Lors de son expertise, effectuée avec le laboratoire Minapath, l’équipe d’Ana Maria Trunfio Sfarghiu a remarqué la corrosion de cette soudure, avec une diffusion des particules d’étain dans le corps des femmes. « Nous avons réalisé l’étude sur une quarantaine de femmes. Et nous avons retrouvé de l’étain chez toutes ces patientes », souligne la chercheuse.
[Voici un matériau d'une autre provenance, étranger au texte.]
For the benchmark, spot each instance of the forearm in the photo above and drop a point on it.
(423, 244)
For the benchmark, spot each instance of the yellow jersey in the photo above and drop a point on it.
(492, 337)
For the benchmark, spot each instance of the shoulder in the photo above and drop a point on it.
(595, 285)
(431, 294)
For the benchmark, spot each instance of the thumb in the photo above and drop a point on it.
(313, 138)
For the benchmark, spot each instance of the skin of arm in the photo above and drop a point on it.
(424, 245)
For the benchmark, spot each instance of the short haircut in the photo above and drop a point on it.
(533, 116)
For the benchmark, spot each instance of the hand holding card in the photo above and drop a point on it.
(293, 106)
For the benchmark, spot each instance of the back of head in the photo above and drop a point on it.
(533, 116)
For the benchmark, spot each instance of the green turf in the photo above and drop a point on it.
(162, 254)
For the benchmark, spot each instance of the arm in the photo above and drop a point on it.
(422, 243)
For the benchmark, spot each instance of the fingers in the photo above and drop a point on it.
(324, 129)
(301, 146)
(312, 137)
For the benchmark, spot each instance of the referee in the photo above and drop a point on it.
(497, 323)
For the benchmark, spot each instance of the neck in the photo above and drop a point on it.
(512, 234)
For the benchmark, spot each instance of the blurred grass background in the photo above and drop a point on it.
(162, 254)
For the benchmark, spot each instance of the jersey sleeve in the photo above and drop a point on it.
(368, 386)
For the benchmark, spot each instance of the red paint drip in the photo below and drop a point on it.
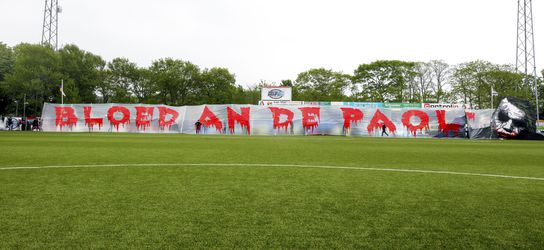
(276, 113)
(423, 121)
(144, 115)
(352, 115)
(471, 115)
(446, 128)
(163, 112)
(124, 120)
(310, 118)
(242, 119)
(91, 122)
(377, 121)
(209, 119)
(65, 116)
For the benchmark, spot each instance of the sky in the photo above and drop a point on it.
(263, 40)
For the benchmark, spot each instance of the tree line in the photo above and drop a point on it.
(34, 72)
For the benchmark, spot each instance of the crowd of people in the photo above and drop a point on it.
(23, 124)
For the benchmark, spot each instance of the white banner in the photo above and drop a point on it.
(258, 120)
(276, 94)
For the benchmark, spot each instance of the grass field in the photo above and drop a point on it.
(284, 200)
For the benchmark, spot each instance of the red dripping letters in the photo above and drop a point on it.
(125, 119)
(144, 115)
(65, 117)
(351, 115)
(91, 122)
(209, 119)
(310, 118)
(163, 112)
(377, 120)
(277, 112)
(423, 121)
(446, 128)
(242, 119)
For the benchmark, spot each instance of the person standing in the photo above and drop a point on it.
(10, 123)
(383, 129)
(198, 126)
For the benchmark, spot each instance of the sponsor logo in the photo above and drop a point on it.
(276, 93)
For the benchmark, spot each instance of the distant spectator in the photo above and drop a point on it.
(198, 126)
(10, 123)
(383, 129)
(35, 125)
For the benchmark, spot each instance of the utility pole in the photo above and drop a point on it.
(525, 55)
(50, 23)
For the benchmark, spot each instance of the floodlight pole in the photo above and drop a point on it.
(50, 23)
(525, 54)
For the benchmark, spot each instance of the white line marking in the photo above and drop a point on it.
(281, 165)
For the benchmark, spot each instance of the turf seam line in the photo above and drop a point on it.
(280, 165)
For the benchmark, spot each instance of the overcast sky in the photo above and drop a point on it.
(275, 40)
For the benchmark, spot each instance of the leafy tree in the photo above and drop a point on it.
(6, 67)
(423, 80)
(125, 80)
(36, 75)
(382, 81)
(175, 81)
(217, 85)
(321, 85)
(82, 73)
(440, 73)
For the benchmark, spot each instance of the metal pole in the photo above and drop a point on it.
(24, 106)
(536, 97)
(491, 97)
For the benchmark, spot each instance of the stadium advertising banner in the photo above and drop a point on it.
(276, 93)
(257, 120)
(442, 105)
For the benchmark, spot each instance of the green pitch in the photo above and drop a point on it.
(164, 205)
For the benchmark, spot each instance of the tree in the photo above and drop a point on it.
(217, 86)
(440, 72)
(36, 75)
(467, 82)
(6, 67)
(175, 81)
(82, 73)
(321, 85)
(382, 81)
(423, 80)
(126, 81)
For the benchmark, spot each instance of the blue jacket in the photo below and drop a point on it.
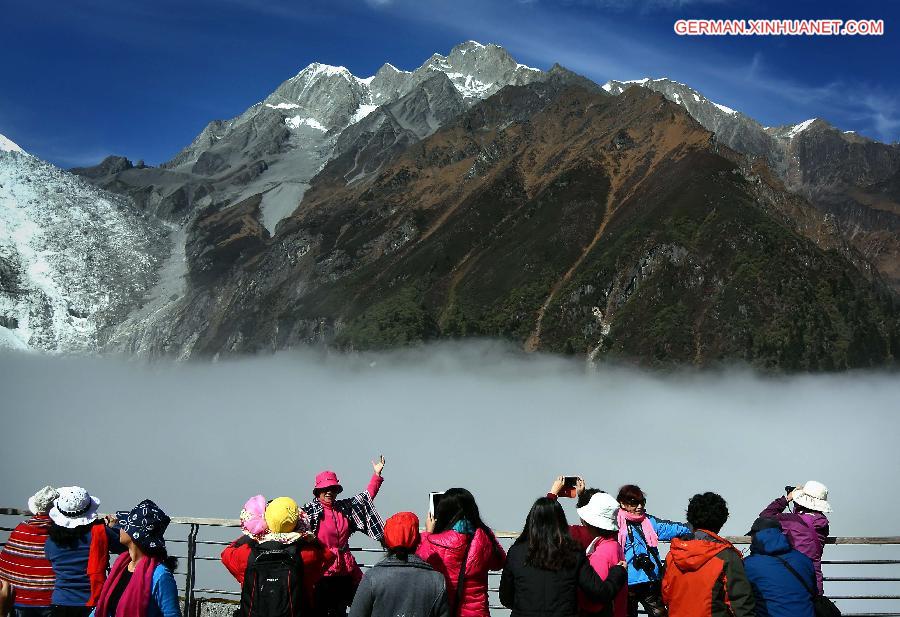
(73, 587)
(164, 602)
(635, 545)
(778, 592)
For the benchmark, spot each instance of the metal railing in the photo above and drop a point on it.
(194, 596)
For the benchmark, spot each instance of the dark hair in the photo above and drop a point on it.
(631, 493)
(586, 495)
(457, 504)
(707, 511)
(400, 552)
(550, 547)
(69, 537)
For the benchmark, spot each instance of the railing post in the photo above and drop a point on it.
(189, 604)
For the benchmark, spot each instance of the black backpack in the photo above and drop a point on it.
(273, 582)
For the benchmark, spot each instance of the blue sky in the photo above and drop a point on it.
(81, 80)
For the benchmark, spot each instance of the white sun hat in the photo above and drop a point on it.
(600, 512)
(813, 496)
(43, 500)
(74, 507)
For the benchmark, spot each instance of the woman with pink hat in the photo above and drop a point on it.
(334, 521)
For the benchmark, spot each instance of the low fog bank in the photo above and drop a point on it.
(201, 438)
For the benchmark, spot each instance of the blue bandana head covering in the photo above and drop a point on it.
(146, 524)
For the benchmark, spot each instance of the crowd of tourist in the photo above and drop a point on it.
(293, 560)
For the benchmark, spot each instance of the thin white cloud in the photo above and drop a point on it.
(606, 49)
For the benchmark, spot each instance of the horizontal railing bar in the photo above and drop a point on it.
(230, 593)
(861, 578)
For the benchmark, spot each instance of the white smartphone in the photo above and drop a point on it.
(434, 497)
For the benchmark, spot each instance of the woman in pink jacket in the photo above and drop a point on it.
(333, 521)
(459, 545)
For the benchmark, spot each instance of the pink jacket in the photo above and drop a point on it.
(334, 533)
(607, 552)
(445, 550)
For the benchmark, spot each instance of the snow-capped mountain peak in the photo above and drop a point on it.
(798, 128)
(8, 145)
(73, 258)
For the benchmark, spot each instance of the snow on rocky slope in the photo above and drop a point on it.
(74, 259)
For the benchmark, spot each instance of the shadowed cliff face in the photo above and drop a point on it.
(201, 438)
(856, 182)
(565, 220)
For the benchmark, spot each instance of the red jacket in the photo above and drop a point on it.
(24, 565)
(705, 578)
(445, 550)
(316, 560)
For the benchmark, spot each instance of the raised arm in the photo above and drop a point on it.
(375, 482)
(775, 508)
(667, 530)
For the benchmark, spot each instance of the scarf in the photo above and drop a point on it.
(623, 519)
(136, 597)
(98, 560)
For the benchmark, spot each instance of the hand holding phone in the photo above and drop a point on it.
(570, 486)
(434, 498)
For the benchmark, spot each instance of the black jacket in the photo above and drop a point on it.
(533, 592)
(393, 587)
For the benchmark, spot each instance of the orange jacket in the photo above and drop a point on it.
(316, 560)
(705, 578)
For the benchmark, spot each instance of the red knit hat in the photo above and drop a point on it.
(402, 531)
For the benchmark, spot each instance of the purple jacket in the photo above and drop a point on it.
(807, 532)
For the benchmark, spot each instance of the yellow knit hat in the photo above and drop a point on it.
(282, 515)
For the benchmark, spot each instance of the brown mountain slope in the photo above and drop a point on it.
(581, 223)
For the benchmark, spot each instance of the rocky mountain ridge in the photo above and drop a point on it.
(477, 197)
(74, 260)
(847, 177)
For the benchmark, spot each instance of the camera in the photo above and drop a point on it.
(644, 562)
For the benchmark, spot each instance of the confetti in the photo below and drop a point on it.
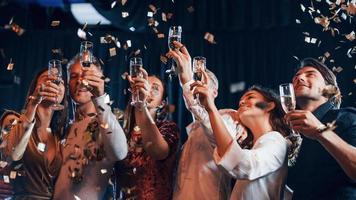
(76, 197)
(113, 4)
(81, 34)
(153, 8)
(55, 23)
(3, 164)
(41, 147)
(337, 69)
(210, 38)
(350, 36)
(128, 42)
(6, 179)
(190, 9)
(13, 174)
(161, 35)
(10, 66)
(149, 14)
(124, 14)
(112, 52)
(164, 59)
(164, 17)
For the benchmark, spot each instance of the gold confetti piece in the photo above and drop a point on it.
(149, 14)
(350, 36)
(107, 80)
(169, 15)
(112, 52)
(302, 7)
(81, 34)
(351, 8)
(3, 164)
(10, 66)
(124, 14)
(153, 8)
(337, 69)
(13, 174)
(128, 42)
(164, 17)
(155, 30)
(55, 23)
(327, 54)
(76, 197)
(41, 147)
(190, 9)
(210, 38)
(113, 4)
(6, 179)
(163, 59)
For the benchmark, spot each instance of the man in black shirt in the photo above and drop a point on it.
(326, 165)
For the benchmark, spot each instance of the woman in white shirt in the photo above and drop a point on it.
(261, 169)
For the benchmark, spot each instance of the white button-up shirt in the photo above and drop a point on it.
(260, 171)
(198, 176)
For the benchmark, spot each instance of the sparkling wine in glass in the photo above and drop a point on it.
(55, 70)
(286, 93)
(135, 65)
(174, 34)
(199, 65)
(86, 53)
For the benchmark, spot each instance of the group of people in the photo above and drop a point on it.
(237, 153)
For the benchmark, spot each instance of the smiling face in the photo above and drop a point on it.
(41, 80)
(156, 94)
(308, 83)
(248, 112)
(78, 92)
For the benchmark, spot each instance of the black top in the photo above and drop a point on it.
(316, 174)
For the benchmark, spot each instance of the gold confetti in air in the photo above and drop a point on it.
(350, 36)
(124, 14)
(55, 23)
(112, 52)
(210, 38)
(337, 69)
(190, 9)
(163, 59)
(10, 66)
(123, 2)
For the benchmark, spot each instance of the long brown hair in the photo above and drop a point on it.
(59, 121)
(129, 115)
(276, 119)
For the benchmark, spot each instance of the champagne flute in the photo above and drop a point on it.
(286, 92)
(199, 65)
(135, 65)
(174, 34)
(55, 70)
(86, 53)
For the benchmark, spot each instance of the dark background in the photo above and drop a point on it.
(256, 42)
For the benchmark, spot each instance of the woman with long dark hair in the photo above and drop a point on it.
(34, 140)
(260, 169)
(147, 171)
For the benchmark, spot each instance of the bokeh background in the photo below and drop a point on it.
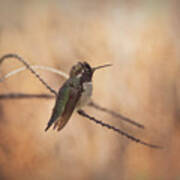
(141, 39)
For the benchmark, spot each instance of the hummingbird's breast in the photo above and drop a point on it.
(86, 95)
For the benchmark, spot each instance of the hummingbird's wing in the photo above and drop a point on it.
(66, 101)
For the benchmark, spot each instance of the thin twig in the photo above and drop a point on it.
(25, 96)
(115, 114)
(7, 56)
(82, 113)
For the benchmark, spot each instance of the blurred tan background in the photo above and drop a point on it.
(141, 39)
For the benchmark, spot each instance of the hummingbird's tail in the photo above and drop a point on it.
(48, 126)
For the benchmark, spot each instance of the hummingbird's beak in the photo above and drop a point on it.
(99, 67)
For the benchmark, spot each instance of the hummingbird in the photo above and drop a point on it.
(74, 94)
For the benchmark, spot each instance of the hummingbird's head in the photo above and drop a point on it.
(84, 70)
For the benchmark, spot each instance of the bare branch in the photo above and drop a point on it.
(7, 56)
(115, 114)
(25, 96)
(82, 113)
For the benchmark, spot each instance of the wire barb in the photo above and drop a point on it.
(81, 112)
(118, 115)
(29, 67)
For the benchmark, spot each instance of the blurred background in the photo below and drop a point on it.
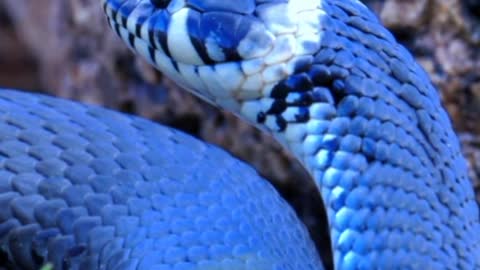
(65, 48)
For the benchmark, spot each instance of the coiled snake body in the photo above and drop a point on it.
(323, 77)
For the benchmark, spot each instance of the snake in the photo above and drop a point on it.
(87, 188)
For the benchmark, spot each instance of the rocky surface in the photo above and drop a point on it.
(65, 48)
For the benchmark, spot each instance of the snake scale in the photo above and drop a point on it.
(87, 188)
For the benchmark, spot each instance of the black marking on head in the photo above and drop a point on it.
(160, 3)
(158, 35)
(320, 75)
(193, 24)
(303, 115)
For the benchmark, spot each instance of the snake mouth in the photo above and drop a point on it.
(192, 32)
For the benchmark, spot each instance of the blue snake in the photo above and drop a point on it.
(87, 188)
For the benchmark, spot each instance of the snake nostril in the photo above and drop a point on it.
(160, 3)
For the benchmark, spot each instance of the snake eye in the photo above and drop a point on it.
(160, 3)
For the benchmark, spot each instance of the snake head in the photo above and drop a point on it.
(225, 52)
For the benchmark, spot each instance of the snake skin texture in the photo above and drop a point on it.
(87, 188)
(331, 84)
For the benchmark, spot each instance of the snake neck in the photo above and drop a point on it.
(334, 87)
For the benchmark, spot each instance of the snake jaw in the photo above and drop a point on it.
(232, 56)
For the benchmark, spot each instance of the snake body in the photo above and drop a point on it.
(330, 84)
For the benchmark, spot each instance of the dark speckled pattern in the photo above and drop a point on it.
(88, 188)
(353, 106)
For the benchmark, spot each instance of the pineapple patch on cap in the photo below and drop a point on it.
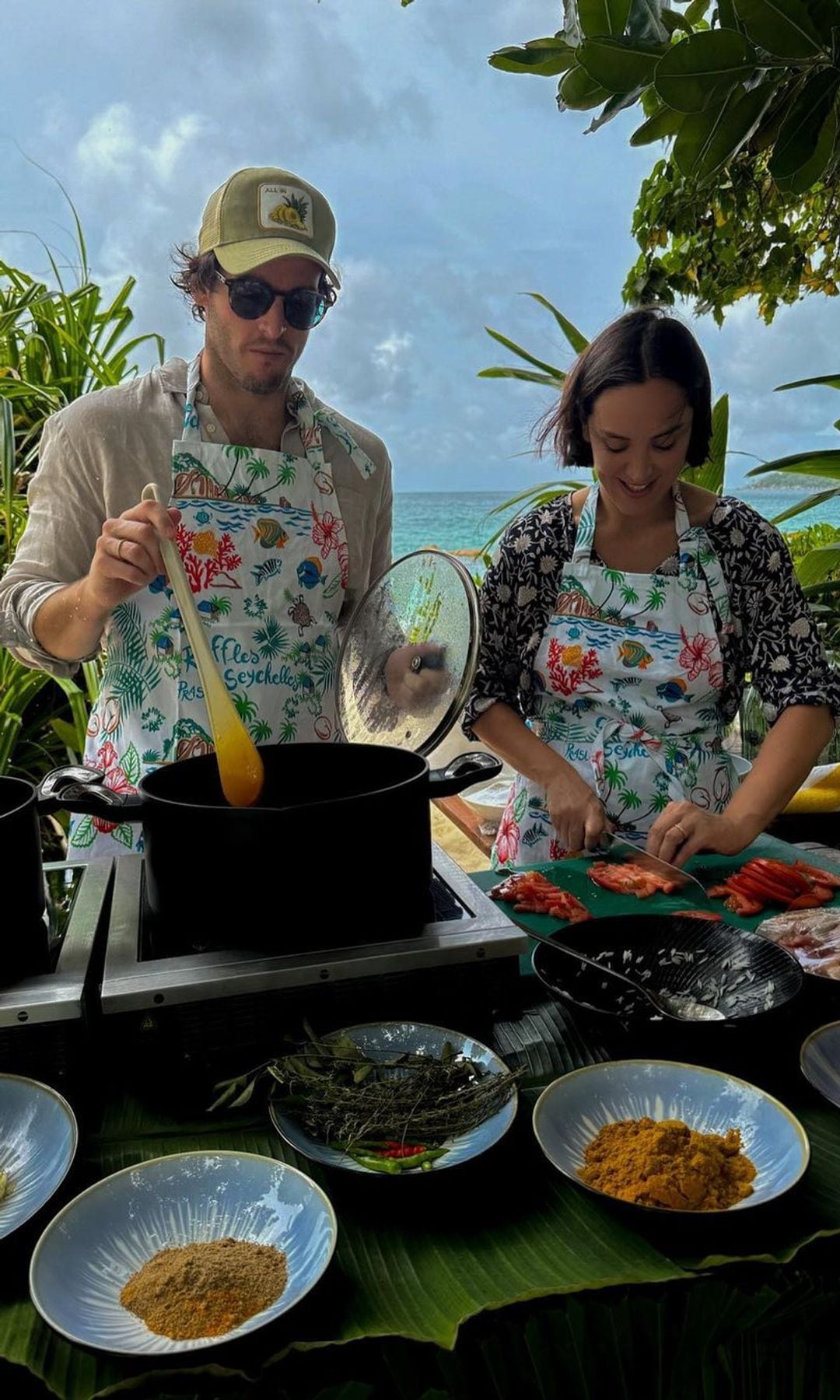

La corrosion de cette soudure a plusieurs conséquences possibles. « Quand il se détériore, l’implant peut migrer dans tout le bassin : c’est comme une aiguille qui traverse le corps sans que l’on sache où elle va s’arrêter. Les chirurgiens qui doivent opérer pour le retirer décrivent des opérations similaires à celles de la médecine de guerre, quand le patient est traversé par une balle ! »

Toxicité de l’organoétain

Par ailleurs, si l’étain n’est pas très toxique pour l’organisme quand on l’ingère, il peut en revanche s’associer avec des éléments organiques s’il passe dans le sang. « Lorsque l’étain se retrouve associé à un atome de carbone, il devient de l’organoétain, qui est un neurotoxique », précise la spécialiste.

 
Lorsque l’étain se retrouve associé à un atome de carbone, il devient de l’organoétain, qui est un neurotoxique. Ana Maria Trunfio Sfarghiu
 

Cet organoétain peut migrer au cerveau et provoquer des symptômes semblables à ceux retrouvés chez les patientes porteuses d’implants Essure®, estime la chercheuse. « Pour le moment, nous n’avons pas assez de données pour dire qu’on trouve de l’organoétain sur toutes les femmes. Il faudrait faire une étude plus poussée pour savoir s’il peut migrer jusqu’au cerveau. Depuis 2 ans, nous essayons d’obtenir des financements académiques pour poursuivre nos recherches, en vain jusqu’à présent. Les instances académiques et politiques semblent avoir un peu peur de nos résultats », déplore Ana Maria Trunfio Sfarghiu.

 
Depuis 2 ans, nous essayons d’obtenir des financements académiques pour poursuivre nos recherches, en vain jusqu’à présent. Ana Maria Trunfio Sfarghiu
 

Pour elle, « la manière dont cet implant a été mis sur le marché pose problème. L’implant a été conçu pour créer une inflammation locale, or c’est difficile de contrôler une inflammation. Certaines femmes se voient retirer tout l’utérus et les ovaires pour régler les problèmes liés à l’implant ! », s’insurge-t-elle.

Préjudice reconnu aux États-Unis

Les recherches de son équipe ont permis à des victimes américaines de faire reconnaître leur préjudice aux États-Unis. « Mais en France, le préjudice des femmes lié à la défectuosité de ces implants n’est pas encore reconnu », glisse la chercheuse.

 
En France, le préjudice des femmes lié à la défectuosité de ces implants n’est pas encore reconnu. Ana Maria Trunfio Sfarghiu
 

Elle rappelle qu’Essure® a été retiré du marché en 2017 pour cause de non-rentabilité et non parce qu’il était dangereux. « Il ne faudrait pas mettre sur le marché un implant qui crée une inflammation, surtout si on a une solution chirurgicale alternative, qui est une ligature de trompes », considère-t-elle.